What I appreciate most about this book is that the authors are emphatic about the fact that this is not a pedantic, scholarly, hair-splitting debate about a doctrine; hell is something we Christians can’t afford to be wrong about. If we claim there is no hell, and we’re wrong, then we’re sending people to a place we’ve convinced them doesn’t exist! Over and over, perhaps in every chapter, the authors remind the reader that we’re not just splitting doctrinal hairs here, we’re talking about the eternal destiny of people–some of whom we know and love.

Thus, with a profound appreciation for the weight of this topic, Chan and Sprinkle look at the key passages surrounding hell to arrive at a faithful conclusion–regardless of whether or not their initial assumptions are proven right or they win the argument. And, the authors openly admit that they don’t want there to be a hell; a sentiment I believe we can all agree with. But, like the authors say, our disliking of hell doesn’t mean it isn’t a reality.
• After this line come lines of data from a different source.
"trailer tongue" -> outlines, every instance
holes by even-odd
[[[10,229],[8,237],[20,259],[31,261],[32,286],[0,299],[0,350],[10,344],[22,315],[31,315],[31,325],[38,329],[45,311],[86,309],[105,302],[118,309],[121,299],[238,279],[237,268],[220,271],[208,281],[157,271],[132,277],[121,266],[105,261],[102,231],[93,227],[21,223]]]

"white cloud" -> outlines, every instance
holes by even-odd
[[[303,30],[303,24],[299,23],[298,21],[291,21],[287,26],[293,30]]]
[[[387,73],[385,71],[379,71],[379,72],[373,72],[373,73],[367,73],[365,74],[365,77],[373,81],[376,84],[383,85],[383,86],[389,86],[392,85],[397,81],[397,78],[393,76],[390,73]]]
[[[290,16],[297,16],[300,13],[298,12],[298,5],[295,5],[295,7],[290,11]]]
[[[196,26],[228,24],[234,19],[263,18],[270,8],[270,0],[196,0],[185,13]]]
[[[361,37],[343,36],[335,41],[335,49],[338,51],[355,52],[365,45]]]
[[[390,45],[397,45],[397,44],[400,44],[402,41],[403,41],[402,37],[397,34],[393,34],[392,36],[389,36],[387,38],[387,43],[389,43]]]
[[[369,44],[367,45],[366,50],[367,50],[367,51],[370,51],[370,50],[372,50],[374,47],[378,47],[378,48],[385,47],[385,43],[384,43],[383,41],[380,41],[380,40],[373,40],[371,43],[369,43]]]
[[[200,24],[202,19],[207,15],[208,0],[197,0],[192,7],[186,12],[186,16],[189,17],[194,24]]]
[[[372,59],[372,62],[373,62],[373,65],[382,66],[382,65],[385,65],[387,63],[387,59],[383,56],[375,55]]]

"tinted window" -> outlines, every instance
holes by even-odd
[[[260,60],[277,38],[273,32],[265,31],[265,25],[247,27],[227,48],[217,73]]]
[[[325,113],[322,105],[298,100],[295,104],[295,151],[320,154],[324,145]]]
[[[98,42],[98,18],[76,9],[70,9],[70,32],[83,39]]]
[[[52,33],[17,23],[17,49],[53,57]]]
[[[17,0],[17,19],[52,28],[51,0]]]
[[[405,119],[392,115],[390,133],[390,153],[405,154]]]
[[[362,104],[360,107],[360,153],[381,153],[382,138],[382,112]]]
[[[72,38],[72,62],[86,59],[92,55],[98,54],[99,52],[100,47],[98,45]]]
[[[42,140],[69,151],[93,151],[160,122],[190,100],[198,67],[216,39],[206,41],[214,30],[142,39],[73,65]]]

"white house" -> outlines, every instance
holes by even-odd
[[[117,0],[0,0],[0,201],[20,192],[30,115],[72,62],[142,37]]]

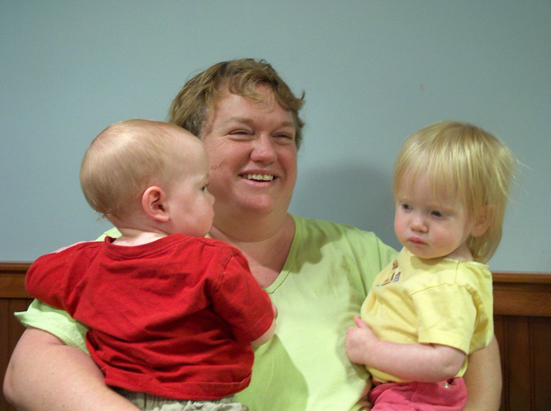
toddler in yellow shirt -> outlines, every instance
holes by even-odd
[[[461,410],[467,356],[494,335],[487,262],[501,236],[516,163],[498,139],[446,121],[414,133],[395,166],[403,248],[375,278],[349,327],[375,410]]]

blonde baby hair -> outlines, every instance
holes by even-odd
[[[471,218],[489,219],[485,232],[467,243],[474,261],[487,262],[501,240],[516,169],[511,152],[494,136],[471,124],[446,120],[408,138],[396,160],[393,190],[396,196],[404,185],[426,176],[434,194],[456,196]]]
[[[175,149],[186,134],[173,124],[131,120],[107,127],[84,154],[80,186],[87,201],[109,219],[121,220],[139,207],[152,185],[170,183],[185,172],[187,155]]]

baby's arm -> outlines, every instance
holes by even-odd
[[[346,350],[350,361],[369,365],[404,380],[436,382],[455,377],[465,353],[437,344],[400,344],[384,341],[358,316],[358,327],[347,331]]]
[[[262,337],[251,343],[251,345],[254,347],[260,347],[263,344],[267,343],[269,341],[270,338],[272,338],[272,336],[274,334],[274,332],[276,331],[276,315],[277,313],[277,309],[273,303],[272,304],[272,309],[274,311],[274,320],[272,322],[272,325],[270,326],[270,328],[268,331],[262,334]]]

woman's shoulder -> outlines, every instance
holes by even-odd
[[[321,246],[332,244],[358,253],[376,252],[393,256],[396,251],[385,244],[372,231],[360,230],[347,224],[316,218],[292,215],[295,221],[295,239],[306,245]]]
[[[336,239],[361,238],[372,241],[381,241],[372,231],[360,230],[348,224],[294,215],[291,217],[295,221],[297,233],[303,232],[307,236],[320,236]]]

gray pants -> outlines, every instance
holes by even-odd
[[[114,389],[142,411],[249,411],[249,407],[240,402],[235,402],[233,396],[221,399],[193,401],[168,399],[144,392],[116,387]]]

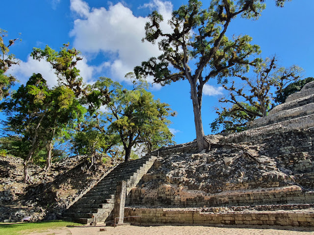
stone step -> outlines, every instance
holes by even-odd
[[[106,187],[102,188],[93,189],[93,191],[85,194],[86,197],[90,196],[101,196],[102,195],[113,194],[115,192],[117,186],[113,185],[112,187]],[[82,197],[83,197],[84,196]]]
[[[135,185],[156,158],[148,156],[120,164],[66,210],[63,217],[82,223],[90,223],[92,216],[105,221],[114,207],[117,183],[125,180],[129,187]]]
[[[307,96],[303,97],[299,99],[292,100],[290,102],[286,102],[283,104],[277,105],[269,112],[269,115],[278,113],[282,110],[287,110],[298,107],[300,107],[306,104],[314,103],[314,94],[310,94]]]
[[[88,208],[100,208],[100,209],[110,209],[113,208],[113,204],[114,202],[105,203],[99,203],[99,204],[84,204],[83,203],[80,203],[79,204],[74,205],[70,208],[68,210],[75,209],[88,209]]]
[[[247,125],[251,129],[265,126],[273,123],[278,123],[281,121],[290,120],[313,114],[314,114],[314,103],[288,110],[282,110],[278,113],[248,122]]]
[[[96,206],[98,207],[98,205],[99,204],[105,204],[106,203],[114,203],[114,198],[97,200],[79,200],[73,204],[70,208],[92,208],[92,207],[91,207],[91,206],[94,205],[96,205]],[[88,205],[89,205],[89,207]]]
[[[60,219],[62,220],[72,222],[74,223],[78,223],[79,224],[87,224],[92,222],[93,219],[91,218],[74,218],[70,217],[61,217]]]
[[[308,128],[314,126],[314,114],[273,123],[265,126],[232,134],[226,137],[226,143],[251,142],[268,138],[276,133],[291,130]]]
[[[106,205],[107,208],[72,208],[68,209],[68,213],[108,213],[112,210],[112,205],[109,204],[102,204]]]
[[[85,194],[86,195],[86,194]],[[94,194],[91,194],[88,196],[85,196],[81,197],[82,200],[102,200],[104,198],[107,199],[107,198],[114,198],[114,194],[112,193],[110,193],[109,192],[102,193],[97,193]]]
[[[301,92],[293,93],[287,97],[287,99],[286,99],[286,102],[290,102],[300,98],[306,97],[312,94],[314,94],[314,88],[309,88]]]

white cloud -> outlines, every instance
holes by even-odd
[[[86,59],[83,57],[82,60],[78,62],[77,68],[80,70],[80,75],[84,82],[90,83],[93,80],[94,73],[105,65],[102,64],[96,67],[89,66],[87,63]],[[57,76],[50,64],[45,60],[40,61],[33,60],[30,56],[28,57],[27,61],[20,61],[20,65],[11,67],[8,72],[14,75],[23,84],[26,83],[33,73],[41,73],[50,87],[52,88],[57,84]]]
[[[47,83],[52,87],[57,84],[57,76],[53,72],[50,64],[42,60],[34,60],[30,56],[27,61],[21,61],[20,65],[15,65],[10,68],[9,73],[15,76],[23,84],[25,84],[28,78],[35,73],[41,73]]]
[[[164,15],[163,25],[169,31],[170,26],[166,23],[171,17],[172,7],[170,1],[154,0],[141,7],[157,9]],[[71,0],[71,10],[80,17],[74,21],[70,32],[74,37],[75,47],[85,54],[109,55],[110,58],[105,68],[109,69],[109,76],[114,80],[124,80],[125,75],[132,71],[134,66],[160,53],[157,45],[141,42],[148,18],[135,17],[121,3],[111,5],[108,9],[100,7],[91,10],[82,0]],[[98,71],[104,68],[99,68]]]
[[[61,1],[61,0],[52,0],[51,3],[52,7],[53,10],[55,10],[57,8],[57,6]]]
[[[203,93],[206,95],[217,95],[223,94],[223,90],[224,88],[222,87],[215,87],[210,85],[205,84],[203,88]]]
[[[71,0],[70,9],[81,17],[86,17],[89,13],[88,4],[82,0]]]

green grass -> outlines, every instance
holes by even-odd
[[[0,234],[5,235],[20,235],[30,234],[34,232],[47,231],[49,229],[55,229],[69,226],[81,226],[80,224],[54,220],[34,223],[18,224],[3,224],[0,223]]]

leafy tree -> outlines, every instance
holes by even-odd
[[[236,88],[234,81],[231,87],[223,85],[229,91],[230,98],[223,98],[219,102],[236,105],[254,119],[265,117],[273,99],[272,90],[281,91],[289,83],[297,80],[302,71],[302,69],[295,65],[288,68],[278,66],[277,59],[274,56],[261,60],[256,65],[253,77],[235,74],[245,82],[248,88]],[[245,103],[249,105],[242,105]]]
[[[34,48],[30,56],[34,59],[45,59],[50,63],[58,77],[59,85],[69,88],[78,96],[83,91],[83,79],[76,66],[83,58],[80,56],[79,51],[74,47],[69,48],[69,43],[63,44],[58,52],[48,46],[44,49]]]
[[[221,128],[223,132],[239,132],[246,130],[246,122],[256,118],[256,116],[252,114],[259,113],[259,111],[256,107],[246,103],[240,102],[240,104],[250,112],[244,111],[236,104],[229,109],[224,107],[222,111],[217,109],[218,117],[210,124],[211,131],[218,133]]]
[[[48,110],[47,98],[49,89],[39,73],[33,74],[26,86],[22,85],[8,102],[3,102],[8,114],[6,125],[9,131],[20,135],[23,142],[21,148],[26,154],[24,159],[24,182],[29,181],[27,163],[38,149],[44,133],[42,123]]]
[[[7,130],[22,138],[20,151],[24,159],[25,183],[30,180],[27,163],[36,151],[46,146],[48,169],[56,129],[64,128],[84,113],[73,91],[64,86],[50,89],[40,73],[33,74],[2,106],[9,116]]]
[[[13,65],[18,64],[14,55],[9,54],[9,47],[12,46],[14,42],[18,39],[10,39],[7,46],[3,41],[3,38],[6,37],[7,32],[0,28],[0,100],[2,98],[9,95],[9,92],[12,86],[16,81],[15,77],[11,75],[6,75],[4,73]]]
[[[93,166],[98,153],[107,153],[119,142],[117,136],[107,133],[107,121],[100,118],[102,115],[97,112],[88,117],[80,124],[71,141],[75,152],[87,156],[89,168]]]
[[[126,162],[130,160],[132,148],[136,145],[144,144],[150,151],[173,142],[167,118],[175,113],[168,104],[154,99],[152,94],[145,90],[146,82],[133,84],[133,89],[128,90],[117,82],[101,77],[94,84],[95,87],[111,90],[107,111],[101,118],[108,122],[107,134],[113,139],[119,137],[125,151]]]
[[[63,102],[66,102],[68,100],[71,103],[67,104],[68,108],[65,109],[64,106],[57,107],[55,105],[54,107],[56,109],[54,112],[52,113],[52,114],[50,117],[51,121],[49,123],[53,123],[54,125],[47,129],[49,131],[47,132],[47,138],[49,136],[50,139],[47,139],[47,143],[46,170],[50,167],[53,138],[56,136],[63,135],[66,127],[67,126],[69,127],[67,125],[70,124],[70,120],[74,122],[80,122],[81,120],[79,119],[83,118],[84,114],[86,112],[85,109],[78,102],[81,95],[85,93],[85,87],[82,82],[83,79],[79,74],[79,70],[76,67],[78,62],[82,59],[80,54],[80,51],[75,48],[70,48],[69,43],[63,44],[63,47],[61,47],[60,51],[58,52],[52,49],[48,46],[46,46],[44,49],[34,48],[31,53],[31,56],[34,59],[39,61],[45,59],[50,63],[54,70],[58,79],[59,88],[56,88],[55,92],[56,93],[53,95],[56,95],[57,96],[59,95],[58,97],[59,98],[62,96],[65,97],[67,95],[70,95],[71,96],[71,98],[69,96],[68,100],[66,99],[63,100]],[[63,90],[60,90],[60,89],[63,89]],[[70,91],[74,93],[74,96],[70,94]],[[75,110],[75,112],[74,112]],[[62,111],[61,112],[61,111]],[[67,112],[69,113],[67,114]],[[72,114],[72,116],[69,116],[69,114]],[[73,117],[73,115],[76,117]],[[62,121],[60,121],[60,119],[61,119]]]
[[[74,92],[65,86],[52,89],[48,102],[49,109],[44,120],[47,149],[46,170],[48,170],[51,165],[55,138],[66,135],[64,132],[72,129],[70,125],[75,125],[75,123],[81,121],[86,112],[86,109],[76,98]]]
[[[283,89],[276,91],[275,102],[277,103],[285,103],[287,97],[293,93],[299,92],[307,83],[314,81],[314,78],[309,77],[304,79],[296,81],[288,85]]]
[[[247,121],[267,115],[273,100],[273,91],[281,91],[289,82],[298,79],[302,71],[295,65],[279,67],[274,56],[258,62],[251,76],[235,74],[244,82],[244,86],[236,88],[235,81],[230,87],[223,85],[229,91],[230,97],[222,98],[219,102],[233,106],[223,108],[221,111],[216,109],[218,117],[210,124],[211,130],[218,131],[220,126],[227,132],[245,130]]]
[[[162,53],[158,58],[142,62],[141,66],[134,68],[134,72],[138,77],[153,76],[154,82],[162,85],[188,81],[199,150],[209,146],[204,138],[201,114],[204,85],[210,78],[225,82],[225,77],[245,70],[248,65],[256,62],[250,61],[249,56],[260,51],[258,46],[250,44],[252,38],[247,35],[228,39],[228,28],[238,15],[258,18],[265,7],[263,1],[212,0],[208,9],[203,9],[201,1],[189,0],[187,5],[173,12],[168,23],[172,28],[170,33],[164,33],[160,27],[161,15],[154,11],[149,16],[143,41],[157,42]],[[283,6],[286,1],[275,1],[277,6]]]

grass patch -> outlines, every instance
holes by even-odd
[[[5,235],[20,235],[30,234],[32,232],[47,231],[49,229],[55,229],[68,226],[81,226],[80,224],[53,220],[51,221],[18,224],[3,224],[0,223],[0,234]]]

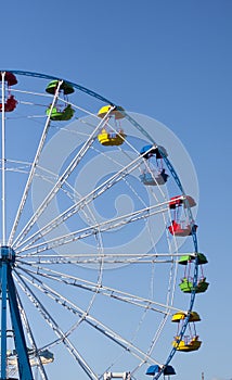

There are two sections of the book that are perhaps the most valuable. First, in Chapter 5: What Does This Have to Do with Me?, the authors point out that many of the warnings Jesus issued about hell were to religious people. Jesus warned that “many” people would come to Him and say that they had done great things in His name, but He would reply “I never knew you; depart from me” (Matt 7:23). This isn’t a warning to atheists, vegans, Muslim extremists, or _____________ (insert your favorite stereotypical villain here). It’s a warning to people who genuinely think they’re following God!

Second, and what resounded with me the most, is in Chapter 6: “What If God…?” where the authors remind us that God’s ways and thoughts are so much higher than ours that the difference is like the Heavens and the earth! The point being that it’s incredibly arrogant of us to think we can pass judgment on we think how God should run things. Is it possible that God has a more mature and developed sense of justice than we do? Here are some quotes that I found particularly thought-provoking:

  • “We must come to a place where we can let God be God. We need to surrender our perceived right to determine what is just and humbly recognize that God alone gets to decide how He is going to deal with people.” (Pg. 131)
  • “Let’s not think that spending a bit of time meditating on the mysteries of the universe places us on a level that allows us to call God into question.” (Pg. 133-134)
  • “The fact is, Scripture is filled with divine actions that don’t fit our human standards of logic or morality. But they don’t need to, because we are the clay and He is the Potter. We need to stop trying to domesticate God or confine Him to tidy categories and compartments that reflect our human sentiments rather than His inexplicable ways.” (Pg. 135)
  • “It’s incredibly arrogant to pick and choose which incomprehensible truths we embrace. No one wants to ditch God’s plan of redemption [the cross], even though it doesn’t make sense to us. Neither should we erase God’s revealed plan of punishment because it doesn’t sit well with us. As soon as we do this, we are putting God’s actions in submission to our own reasoning, which is a ridiculous thing for clay to do.” (Pg. 136)
Overall, I found this to be a very challenging and humbling book. I highly recommend it, especially if you’ve read Love Wins. You can’t walk away from Erasing Hell without being compelled to share the message of hope and salvation with everyone you meet. Because, like the authors repeatedly state, this is an area where we can’t afford to be wrong!